Tuesday, September 13, 2011

How Times Change; Sobering

I just read Encounters with an Angry God, by Carobeth Laird. It details her time with John Harrington, an interesting character who did a huge amount of work cataloguing the then-dying (and now dead) languages of Southern California. Sobering to think that, in some cases, native languages vanished in the space of a century and he was the only person to write them down before they were gone. Laird's account of the man is interesting but is to be viewed with some suspicion, since after all they were divorced. (If this were fiction we would assume "unreliable narrator".)


A pre-Kerouac California road trip. And Harrington was documenting more than his partying.

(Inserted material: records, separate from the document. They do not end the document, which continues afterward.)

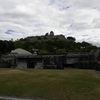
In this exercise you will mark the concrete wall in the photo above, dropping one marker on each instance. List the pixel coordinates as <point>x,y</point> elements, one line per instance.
<point>21,64</point>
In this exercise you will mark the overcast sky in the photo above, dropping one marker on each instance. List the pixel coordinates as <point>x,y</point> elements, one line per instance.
<point>77,18</point>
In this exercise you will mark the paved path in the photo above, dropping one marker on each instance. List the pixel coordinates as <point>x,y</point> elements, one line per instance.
<point>14,98</point>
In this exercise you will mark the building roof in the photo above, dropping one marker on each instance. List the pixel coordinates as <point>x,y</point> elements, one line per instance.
<point>20,51</point>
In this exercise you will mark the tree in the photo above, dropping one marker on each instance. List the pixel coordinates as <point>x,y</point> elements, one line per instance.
<point>46,34</point>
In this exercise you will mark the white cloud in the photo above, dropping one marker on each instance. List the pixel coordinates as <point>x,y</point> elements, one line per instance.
<point>79,18</point>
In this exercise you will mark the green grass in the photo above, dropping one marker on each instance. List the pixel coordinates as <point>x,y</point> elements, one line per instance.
<point>50,84</point>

The book's best value is probably as an artifact preserving what life was like in California a century ago, and this is why I'm mentioning it in my outdoors blog. In 1915 the travails of crossing Tejon Pass were still considerable, and even by car, a trip from San Diego to what is now the Grape Vine was not undertaken lightly. To this day our knowledge of the language of the people that lived there is so scant that we're not even sure what language family it was in. We think it was Uto-Aztecan, i.e. related to Aztec, Paiute, LuiseƱo and Shoshone.

Can you imagine if two centuries from now, somebody finds your drivers license in some rubble and dusts it off and says, "What language is this?" And all anyone can say is "I don't know. It looks like it's related to Finnish. Or maybe German." How times change.